En cuanto a costumbres ancestrales de la Huerta de Murcia, destacamos que poner a los niños a trabajar, a veces en tareas penosas para sus pocos años, en lugar de enviarlos a la escuela para que reciban la adecuada formación, está denunciado por Vicente Medina en la composición «Zagalico a por istiércol». La sensibilidad del poeta en este aspecto es consecuencia de las ideas que sobre la educación profesaba, y que ya hemos indicado. La denuncia adquiere tonos muy duros, y el texto nos da idea de su intransigencia sobre la formación de la juventud, y de la influencia de la escuela en la educación del ser humano:


En ves de la cartera pa los libros,
el capacico a la espalda...
Ya lleno el capacico,
vuelta a la casa,
dobläos
por la carga...
Vaciar el capacico
y volver a salir, ¡hala que hala!
[...]
Ni yo ni mis hermanos fuimos nunca a la escuela.
¡qué más desgracia!
Ni de letras ni pluma ni de cuentas
sabíamos, siquiera, una palabra.
[...]
Así yo me crié... Por eso, desde cuando
de mi escasés de luces colijo mi desgracia,
es mi afán que mis hijos no falten a la escuela
y es mi ambición el darles enseñanza...

Completa esta visión panorámica del niño como tema en la poesía de Vicente Medina la imagen del Niño Dios en «Nacimiento», composición en estrofas populares que nos da una sensación de ternura, ingenuidad, pero no exenta de cierta inquietud religiosa que en determinados momentos latía en el alma del poeta. La delicadeza al tratar el tema, tan juvenil y trascendental al mismo tiempo, el estar con el pueblo y calar en que se trata de una de las arraigadas y profundas convicciones del alma popular, avalan la sensibilidad de Vicente Medina, que empapa la escena con notas de las más puras tradiciones huérfanas, y que, sin lugar a dudas, vivió el poeta en los tiernos años de su infancia. Unos ejemplos como testimonio de la ingenuidad franciscana y de los finos detalles:


En cuericos está el Niño
encimica de unas pajas:
le echa una risa a su madre
y a ella se le cae la baba...
[...]
«San José tenía celos
del preñado de María,
y en el vientre de su madre
el Niño se sonreía...»
«San José mira a la Virgen,
la Virgen a San José,
y el Niño mira a los dos,
y se sonríen los tres.»
«¡Ay, ay, qué niño tan rubio!
¡ay, ay, qué gordito está!
¡ay, ay, qué madre que tiene!
¡Carrasclás, carrasclás, carrasclás!»

A lo largo de este trabajo hemos intentado demostrar cómo los niños son también personajes de la obra poética de Vicente Medina. Ciertamente, no como actores principales, pero sí participando de las tragedias de los mayores, o en otros casos teniendo voz propia con sus travesuras, sus juegos o sus ilusiones.
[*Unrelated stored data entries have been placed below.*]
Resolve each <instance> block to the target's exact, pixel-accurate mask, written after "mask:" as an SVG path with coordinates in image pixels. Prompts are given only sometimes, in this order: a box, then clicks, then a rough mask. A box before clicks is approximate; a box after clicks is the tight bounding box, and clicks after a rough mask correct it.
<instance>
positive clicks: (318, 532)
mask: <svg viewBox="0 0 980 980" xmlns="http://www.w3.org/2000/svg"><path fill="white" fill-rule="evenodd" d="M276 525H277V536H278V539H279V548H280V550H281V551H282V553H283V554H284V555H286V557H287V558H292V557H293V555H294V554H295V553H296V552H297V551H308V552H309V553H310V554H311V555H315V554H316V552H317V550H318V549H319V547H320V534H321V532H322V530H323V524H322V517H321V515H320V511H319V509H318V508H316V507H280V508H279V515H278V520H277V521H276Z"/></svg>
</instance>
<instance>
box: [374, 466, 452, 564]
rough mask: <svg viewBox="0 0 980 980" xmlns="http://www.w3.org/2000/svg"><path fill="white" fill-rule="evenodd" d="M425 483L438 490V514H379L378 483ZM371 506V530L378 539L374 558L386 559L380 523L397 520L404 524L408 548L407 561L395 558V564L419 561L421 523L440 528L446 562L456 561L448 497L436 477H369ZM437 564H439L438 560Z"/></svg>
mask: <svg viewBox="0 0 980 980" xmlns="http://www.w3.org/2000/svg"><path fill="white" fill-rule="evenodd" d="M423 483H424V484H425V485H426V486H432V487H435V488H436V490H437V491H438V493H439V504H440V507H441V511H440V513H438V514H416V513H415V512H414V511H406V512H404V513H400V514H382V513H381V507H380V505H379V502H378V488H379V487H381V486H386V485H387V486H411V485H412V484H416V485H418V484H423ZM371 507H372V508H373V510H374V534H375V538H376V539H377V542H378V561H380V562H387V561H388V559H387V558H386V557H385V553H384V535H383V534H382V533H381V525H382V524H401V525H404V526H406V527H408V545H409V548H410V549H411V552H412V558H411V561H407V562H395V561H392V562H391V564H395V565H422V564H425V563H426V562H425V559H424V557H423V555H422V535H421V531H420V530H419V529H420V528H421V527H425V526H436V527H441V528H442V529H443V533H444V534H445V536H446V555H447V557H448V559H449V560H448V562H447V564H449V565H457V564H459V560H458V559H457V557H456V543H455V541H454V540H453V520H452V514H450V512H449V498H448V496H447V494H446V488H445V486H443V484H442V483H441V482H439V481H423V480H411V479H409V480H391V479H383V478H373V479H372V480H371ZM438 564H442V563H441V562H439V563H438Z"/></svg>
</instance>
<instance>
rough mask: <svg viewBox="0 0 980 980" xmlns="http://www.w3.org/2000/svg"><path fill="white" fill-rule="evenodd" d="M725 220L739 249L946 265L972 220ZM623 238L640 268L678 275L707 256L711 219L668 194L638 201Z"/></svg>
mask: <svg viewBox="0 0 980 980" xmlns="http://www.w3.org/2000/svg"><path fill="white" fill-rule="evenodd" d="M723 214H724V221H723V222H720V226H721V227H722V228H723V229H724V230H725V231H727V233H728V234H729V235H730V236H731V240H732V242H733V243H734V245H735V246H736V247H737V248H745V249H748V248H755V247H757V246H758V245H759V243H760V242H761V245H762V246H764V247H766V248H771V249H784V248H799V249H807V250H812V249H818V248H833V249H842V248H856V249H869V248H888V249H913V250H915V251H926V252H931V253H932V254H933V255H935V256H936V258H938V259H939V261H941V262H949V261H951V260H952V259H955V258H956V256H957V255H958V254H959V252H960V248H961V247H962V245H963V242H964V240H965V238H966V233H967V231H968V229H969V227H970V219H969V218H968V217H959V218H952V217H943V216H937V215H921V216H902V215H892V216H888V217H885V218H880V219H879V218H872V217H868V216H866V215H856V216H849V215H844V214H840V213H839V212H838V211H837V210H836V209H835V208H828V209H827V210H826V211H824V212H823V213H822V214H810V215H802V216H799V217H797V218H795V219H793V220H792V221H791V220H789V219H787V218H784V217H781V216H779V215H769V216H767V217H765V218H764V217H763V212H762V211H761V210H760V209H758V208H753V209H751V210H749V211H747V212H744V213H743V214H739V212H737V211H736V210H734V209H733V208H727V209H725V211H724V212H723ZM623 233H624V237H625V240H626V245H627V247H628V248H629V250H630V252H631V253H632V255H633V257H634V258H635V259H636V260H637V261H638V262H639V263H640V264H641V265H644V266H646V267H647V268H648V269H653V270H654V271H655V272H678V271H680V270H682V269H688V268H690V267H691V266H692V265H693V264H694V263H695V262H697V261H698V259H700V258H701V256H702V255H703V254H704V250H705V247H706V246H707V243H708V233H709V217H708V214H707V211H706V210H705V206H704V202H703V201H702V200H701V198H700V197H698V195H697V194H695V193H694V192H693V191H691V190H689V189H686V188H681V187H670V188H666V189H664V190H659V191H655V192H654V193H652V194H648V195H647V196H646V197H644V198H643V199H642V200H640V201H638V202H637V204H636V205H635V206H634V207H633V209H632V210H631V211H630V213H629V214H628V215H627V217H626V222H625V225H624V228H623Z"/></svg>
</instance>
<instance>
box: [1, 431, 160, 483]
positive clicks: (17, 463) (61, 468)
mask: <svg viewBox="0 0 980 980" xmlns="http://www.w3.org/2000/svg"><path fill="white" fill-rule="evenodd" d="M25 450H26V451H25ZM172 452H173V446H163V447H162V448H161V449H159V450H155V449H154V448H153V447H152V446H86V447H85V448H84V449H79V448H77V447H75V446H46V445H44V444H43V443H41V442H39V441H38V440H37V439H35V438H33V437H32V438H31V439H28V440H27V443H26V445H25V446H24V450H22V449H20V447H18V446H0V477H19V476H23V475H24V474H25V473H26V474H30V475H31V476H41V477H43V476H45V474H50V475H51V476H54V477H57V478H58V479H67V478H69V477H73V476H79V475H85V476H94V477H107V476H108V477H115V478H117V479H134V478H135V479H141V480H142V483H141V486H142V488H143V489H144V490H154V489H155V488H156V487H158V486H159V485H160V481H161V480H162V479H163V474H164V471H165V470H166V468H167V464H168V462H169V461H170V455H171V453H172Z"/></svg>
En definitiva, los niños tienen vida en la obra del escritor murciano, que al mostrarse tan humano y observador no podía dejar fuera de su ámbito poético ese mundo juvenil. No sabemos si serán o no edificantes las imágenes de los niños que nos da Vicente Medina. Pero, en todo caso, hay autenticidad, dramatismo, rigor, sentido humano, aunque a veces aparezca el tremendismo por esa «rebeldía innata» que fluye por la pluma del poeta. Tengamos en cuenta, y esto es posible que aclare muchas cosas, que Vicente Medina es autor de «La canción triste» y «Cansera».